Он рассказал, каким образом договорился с Николасом Спенсером.
— Известно было, что я подыскиваю возможности для выгодных инвестиций. Одна из компаний по организации слияния предложила мне вложить скромные средства в «Джен-стоун». Встреча с Ником Спенсером произвела на меня сильное впечатление, и, как вам известно, в этом я был не одинок. Он попросил меня переговорить с несколькими ведущими микробиологами, каждый из которых имел безупречные рекомендации. Все они сказали, что, по их мнению, Ник при разработке вакцины обнаружил нечто такое, что предотвратит возникновение рака и приостановит его развитие. Я одобрил перспективы развития «Джен-стоун». Ник спросил, не соглашусь ли я войти в его компанию в качестве председателя совета директоров и вице-президента. Мои функции должны были состоять в управлении компанией. Его функции — в руководстве исследованиями и формировании общественного лица компании.
— И привлечении новых инвесторов, — добавил Дон.
Уоллингфорд мрачно улыбнулся.
— В этом он преуспел. Мои скромные инвестиции на деле оказались почти полной передачей в компанию всех моих средств. Ник регулярно ездил в Италию и Швейцарию, чтобы показать, что его научный уровень сопоставим с уровнями многих специалистов по молекулярной биологии или превосходит их.

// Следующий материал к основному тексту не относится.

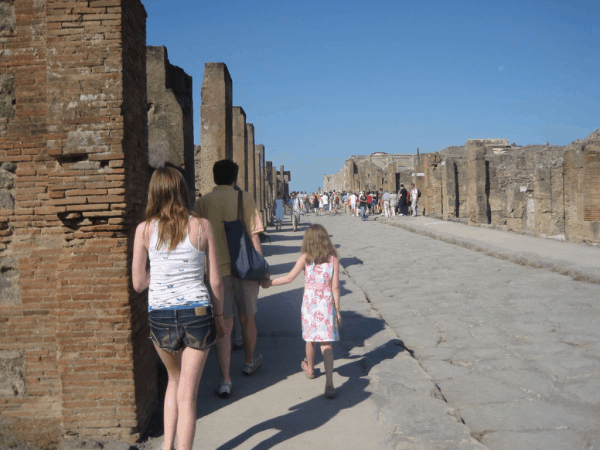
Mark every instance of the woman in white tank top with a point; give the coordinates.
(184, 321)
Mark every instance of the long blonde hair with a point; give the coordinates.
(317, 245)
(168, 204)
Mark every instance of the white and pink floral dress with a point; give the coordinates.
(319, 322)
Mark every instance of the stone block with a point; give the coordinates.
(216, 121)
(170, 115)
(240, 145)
(251, 160)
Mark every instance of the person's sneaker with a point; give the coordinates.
(223, 390)
(249, 369)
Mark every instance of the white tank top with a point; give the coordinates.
(177, 276)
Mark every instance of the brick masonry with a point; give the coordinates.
(74, 333)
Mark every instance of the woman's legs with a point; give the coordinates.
(185, 370)
(327, 351)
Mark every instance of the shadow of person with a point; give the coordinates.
(316, 412)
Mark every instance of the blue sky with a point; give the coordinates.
(324, 80)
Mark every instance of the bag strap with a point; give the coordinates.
(199, 234)
(240, 206)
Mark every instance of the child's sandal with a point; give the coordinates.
(304, 365)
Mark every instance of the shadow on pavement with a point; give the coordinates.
(273, 249)
(314, 413)
(353, 261)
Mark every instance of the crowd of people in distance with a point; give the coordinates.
(176, 246)
(404, 202)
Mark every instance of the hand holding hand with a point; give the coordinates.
(220, 323)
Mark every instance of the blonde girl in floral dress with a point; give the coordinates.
(321, 302)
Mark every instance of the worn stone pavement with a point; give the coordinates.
(515, 350)
(385, 399)
(442, 347)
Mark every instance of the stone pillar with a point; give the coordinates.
(240, 145)
(251, 161)
(259, 154)
(269, 189)
(215, 115)
(170, 116)
(275, 183)
(449, 193)
(477, 195)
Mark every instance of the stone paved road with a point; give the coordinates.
(515, 350)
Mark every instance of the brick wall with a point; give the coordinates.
(77, 142)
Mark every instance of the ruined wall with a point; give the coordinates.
(170, 115)
(370, 172)
(582, 189)
(216, 122)
(73, 331)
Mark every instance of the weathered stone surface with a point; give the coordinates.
(513, 349)
(216, 121)
(240, 145)
(170, 115)
(251, 160)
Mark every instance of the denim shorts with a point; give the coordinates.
(171, 329)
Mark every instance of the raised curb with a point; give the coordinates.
(521, 258)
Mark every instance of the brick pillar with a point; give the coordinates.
(240, 145)
(477, 182)
(215, 115)
(79, 166)
(251, 161)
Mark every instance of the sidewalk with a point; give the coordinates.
(579, 261)
(385, 399)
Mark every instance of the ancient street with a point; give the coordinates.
(511, 351)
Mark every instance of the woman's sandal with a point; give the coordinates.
(330, 392)
(304, 366)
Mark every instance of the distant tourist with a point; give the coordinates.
(386, 203)
(362, 204)
(218, 206)
(321, 301)
(352, 199)
(325, 202)
(185, 321)
(278, 213)
(414, 197)
(393, 202)
(403, 201)
(296, 208)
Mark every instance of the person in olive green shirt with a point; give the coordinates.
(218, 206)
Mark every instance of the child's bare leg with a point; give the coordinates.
(311, 349)
(327, 351)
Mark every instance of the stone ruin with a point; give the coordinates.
(543, 190)
(86, 112)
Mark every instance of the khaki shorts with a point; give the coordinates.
(243, 293)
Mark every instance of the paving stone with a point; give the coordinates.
(536, 440)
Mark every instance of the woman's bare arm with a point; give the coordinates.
(140, 275)
(291, 276)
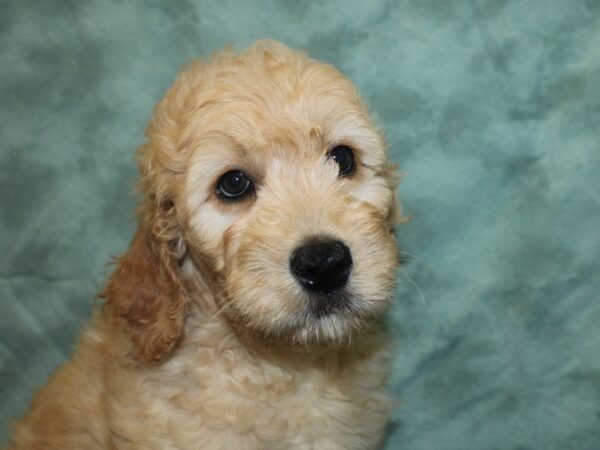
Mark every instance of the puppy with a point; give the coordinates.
(243, 315)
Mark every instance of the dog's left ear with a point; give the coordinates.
(145, 291)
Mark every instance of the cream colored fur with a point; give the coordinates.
(202, 342)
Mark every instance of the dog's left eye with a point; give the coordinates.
(344, 157)
(234, 185)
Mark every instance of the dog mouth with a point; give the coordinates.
(319, 305)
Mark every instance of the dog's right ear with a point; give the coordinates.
(146, 294)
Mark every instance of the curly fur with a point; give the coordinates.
(204, 339)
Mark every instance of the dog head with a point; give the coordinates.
(266, 182)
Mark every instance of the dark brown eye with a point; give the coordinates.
(344, 157)
(234, 185)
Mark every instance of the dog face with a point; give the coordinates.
(281, 192)
(289, 194)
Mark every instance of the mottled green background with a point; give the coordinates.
(492, 108)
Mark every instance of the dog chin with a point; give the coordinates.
(325, 321)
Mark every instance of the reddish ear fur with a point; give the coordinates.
(146, 293)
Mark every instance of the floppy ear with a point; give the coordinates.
(145, 291)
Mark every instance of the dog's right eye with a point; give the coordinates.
(234, 185)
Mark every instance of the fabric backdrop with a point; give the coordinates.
(492, 109)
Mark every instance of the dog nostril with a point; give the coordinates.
(322, 267)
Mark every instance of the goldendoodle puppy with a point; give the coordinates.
(243, 315)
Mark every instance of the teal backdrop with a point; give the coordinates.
(492, 110)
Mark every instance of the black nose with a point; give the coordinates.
(322, 267)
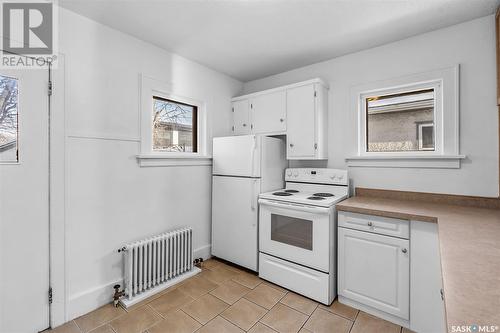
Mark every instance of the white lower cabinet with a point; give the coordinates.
(397, 278)
(375, 270)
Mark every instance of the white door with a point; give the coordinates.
(24, 228)
(297, 233)
(237, 156)
(234, 220)
(375, 270)
(300, 103)
(268, 113)
(241, 117)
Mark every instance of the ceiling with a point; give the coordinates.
(250, 39)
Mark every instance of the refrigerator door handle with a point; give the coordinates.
(253, 202)
(254, 146)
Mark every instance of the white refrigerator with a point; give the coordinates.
(243, 167)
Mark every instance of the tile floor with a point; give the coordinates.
(224, 298)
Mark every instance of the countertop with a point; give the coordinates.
(469, 240)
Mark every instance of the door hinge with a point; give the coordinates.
(50, 295)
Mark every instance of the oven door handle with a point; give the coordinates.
(302, 208)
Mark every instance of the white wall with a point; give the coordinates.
(110, 200)
(472, 45)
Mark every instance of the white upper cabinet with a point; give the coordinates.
(268, 112)
(241, 117)
(298, 110)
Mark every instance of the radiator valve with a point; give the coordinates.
(118, 294)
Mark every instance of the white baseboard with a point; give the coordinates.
(93, 298)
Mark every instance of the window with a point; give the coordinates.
(400, 122)
(174, 126)
(409, 121)
(8, 119)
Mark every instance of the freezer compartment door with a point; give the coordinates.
(237, 156)
(234, 220)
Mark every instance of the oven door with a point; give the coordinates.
(297, 233)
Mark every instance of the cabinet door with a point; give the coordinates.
(234, 220)
(241, 117)
(300, 122)
(268, 112)
(375, 270)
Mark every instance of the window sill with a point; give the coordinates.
(156, 160)
(407, 161)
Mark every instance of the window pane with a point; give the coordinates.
(400, 122)
(291, 231)
(174, 126)
(8, 119)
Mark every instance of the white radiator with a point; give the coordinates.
(156, 263)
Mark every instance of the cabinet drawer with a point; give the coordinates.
(376, 224)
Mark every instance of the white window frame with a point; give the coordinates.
(420, 135)
(445, 83)
(151, 88)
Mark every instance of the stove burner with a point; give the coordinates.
(316, 198)
(325, 195)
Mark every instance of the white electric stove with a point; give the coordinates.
(297, 232)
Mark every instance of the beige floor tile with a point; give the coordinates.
(171, 302)
(230, 291)
(205, 308)
(323, 321)
(210, 263)
(247, 279)
(244, 314)
(176, 322)
(300, 303)
(197, 286)
(69, 327)
(265, 296)
(341, 309)
(366, 323)
(284, 319)
(275, 286)
(136, 321)
(261, 328)
(98, 317)
(220, 325)
(218, 274)
(103, 329)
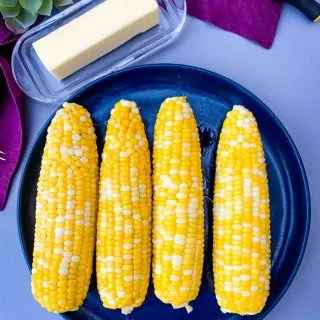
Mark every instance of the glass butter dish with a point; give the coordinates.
(37, 82)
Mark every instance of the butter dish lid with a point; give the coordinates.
(37, 82)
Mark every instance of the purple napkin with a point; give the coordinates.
(256, 20)
(10, 122)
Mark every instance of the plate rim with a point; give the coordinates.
(172, 66)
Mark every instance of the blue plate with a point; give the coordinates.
(211, 97)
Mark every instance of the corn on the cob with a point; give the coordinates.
(241, 253)
(178, 225)
(66, 212)
(124, 216)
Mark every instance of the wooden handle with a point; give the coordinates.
(309, 8)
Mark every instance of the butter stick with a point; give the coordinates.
(94, 34)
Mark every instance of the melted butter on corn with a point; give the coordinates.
(66, 212)
(124, 216)
(241, 255)
(178, 217)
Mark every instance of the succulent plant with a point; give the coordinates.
(19, 15)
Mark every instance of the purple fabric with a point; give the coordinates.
(256, 20)
(10, 122)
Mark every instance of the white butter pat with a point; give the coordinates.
(94, 34)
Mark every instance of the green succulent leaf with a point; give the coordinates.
(22, 22)
(8, 3)
(46, 8)
(62, 3)
(31, 5)
(10, 12)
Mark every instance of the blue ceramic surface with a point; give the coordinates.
(211, 97)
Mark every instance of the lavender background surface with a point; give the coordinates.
(286, 78)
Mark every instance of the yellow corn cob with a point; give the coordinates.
(178, 225)
(124, 216)
(241, 253)
(66, 212)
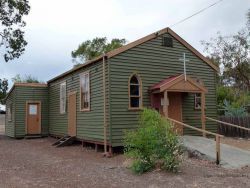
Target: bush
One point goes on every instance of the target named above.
(231, 111)
(153, 143)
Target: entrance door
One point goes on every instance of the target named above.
(33, 114)
(72, 114)
(175, 109)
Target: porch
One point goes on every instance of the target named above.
(167, 98)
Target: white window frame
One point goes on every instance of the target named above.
(63, 97)
(83, 77)
(196, 98)
(140, 92)
(9, 112)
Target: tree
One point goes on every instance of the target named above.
(94, 48)
(232, 53)
(12, 37)
(25, 79)
(3, 89)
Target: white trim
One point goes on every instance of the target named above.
(63, 97)
(83, 76)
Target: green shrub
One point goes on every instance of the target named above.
(231, 111)
(152, 144)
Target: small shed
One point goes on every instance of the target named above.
(27, 110)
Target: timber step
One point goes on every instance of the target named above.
(64, 141)
(33, 136)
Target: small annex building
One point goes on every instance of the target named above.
(97, 101)
(27, 110)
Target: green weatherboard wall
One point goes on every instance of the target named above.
(152, 62)
(18, 98)
(89, 123)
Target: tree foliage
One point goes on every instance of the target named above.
(94, 48)
(233, 54)
(25, 79)
(12, 36)
(3, 89)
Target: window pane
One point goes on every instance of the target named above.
(85, 91)
(134, 80)
(134, 102)
(197, 100)
(33, 109)
(134, 90)
(63, 97)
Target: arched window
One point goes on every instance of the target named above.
(135, 92)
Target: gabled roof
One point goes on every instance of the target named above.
(178, 84)
(25, 85)
(138, 42)
(163, 82)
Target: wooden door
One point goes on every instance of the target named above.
(33, 116)
(175, 109)
(72, 114)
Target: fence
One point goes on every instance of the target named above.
(233, 131)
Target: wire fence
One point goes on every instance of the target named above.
(233, 131)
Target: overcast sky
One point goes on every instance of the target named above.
(56, 27)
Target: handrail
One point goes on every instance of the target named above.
(229, 124)
(195, 128)
(217, 136)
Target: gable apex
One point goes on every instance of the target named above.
(138, 42)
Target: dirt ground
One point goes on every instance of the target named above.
(237, 142)
(35, 163)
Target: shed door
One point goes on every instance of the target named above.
(72, 115)
(175, 109)
(33, 118)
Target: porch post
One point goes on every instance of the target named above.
(165, 105)
(203, 116)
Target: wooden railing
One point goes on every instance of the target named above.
(217, 136)
(229, 124)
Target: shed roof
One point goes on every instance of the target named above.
(22, 84)
(178, 84)
(136, 43)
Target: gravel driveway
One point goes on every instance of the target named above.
(35, 163)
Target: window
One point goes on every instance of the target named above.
(84, 92)
(167, 41)
(63, 98)
(135, 94)
(9, 112)
(32, 109)
(197, 101)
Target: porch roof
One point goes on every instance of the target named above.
(178, 84)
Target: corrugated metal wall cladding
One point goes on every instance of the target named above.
(153, 62)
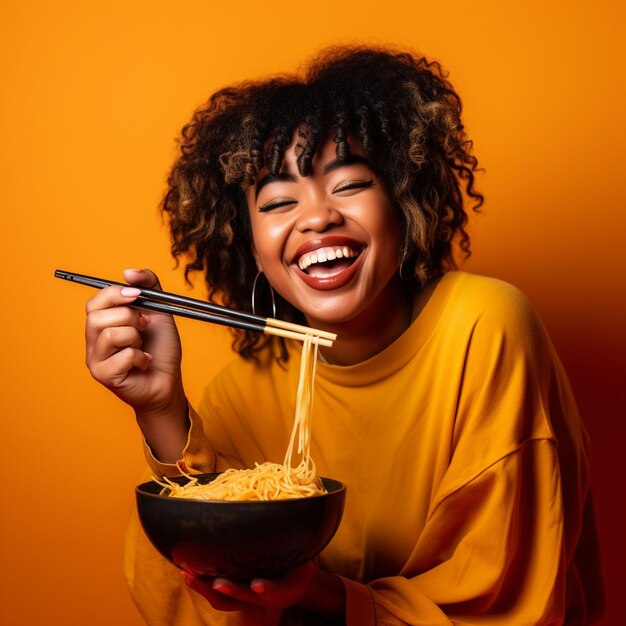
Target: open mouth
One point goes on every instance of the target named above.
(328, 261)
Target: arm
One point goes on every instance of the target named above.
(137, 354)
(491, 551)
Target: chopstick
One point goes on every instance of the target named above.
(164, 302)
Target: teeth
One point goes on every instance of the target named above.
(326, 254)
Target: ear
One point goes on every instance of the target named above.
(256, 257)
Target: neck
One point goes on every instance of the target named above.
(373, 330)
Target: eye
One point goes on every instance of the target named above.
(276, 204)
(354, 184)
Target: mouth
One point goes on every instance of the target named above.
(329, 263)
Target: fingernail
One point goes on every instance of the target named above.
(130, 292)
(220, 585)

— В этом есть хоть доля правды? — спросил Дон.
Уоллингфорд покачал головой.
— Спенсер, конечно, умен, но не настолько.
«Он наверняка меня одурачил», — подумала я, вспоминая, как Николас чрезвычайно убедительно рассказывал мне о разрабатываемой им вакцине.
Я поняла, к чему клонит Дон Картер. Он не сомневался, что Чарльз Уоллингфорд провалил свой семейный бизнес, однако Ник Спенсер в свое время решил, что этот человек весьма подходит для его компании. Уоллингфорд во многих отношениях был «истинным американцем», и Спенсер решил, что им будет легко манипулировать. Следующий вопрос Дона подтвердил мои соображения.
— Мистер Уоллингфорд, не считаете ли вы, что ваш совет директоров по составу весьма разнороден?
— Боюсь, что не понимаю вас.
— Все они из богатых семей, но ни у одного нет реального опыта в бизнесе.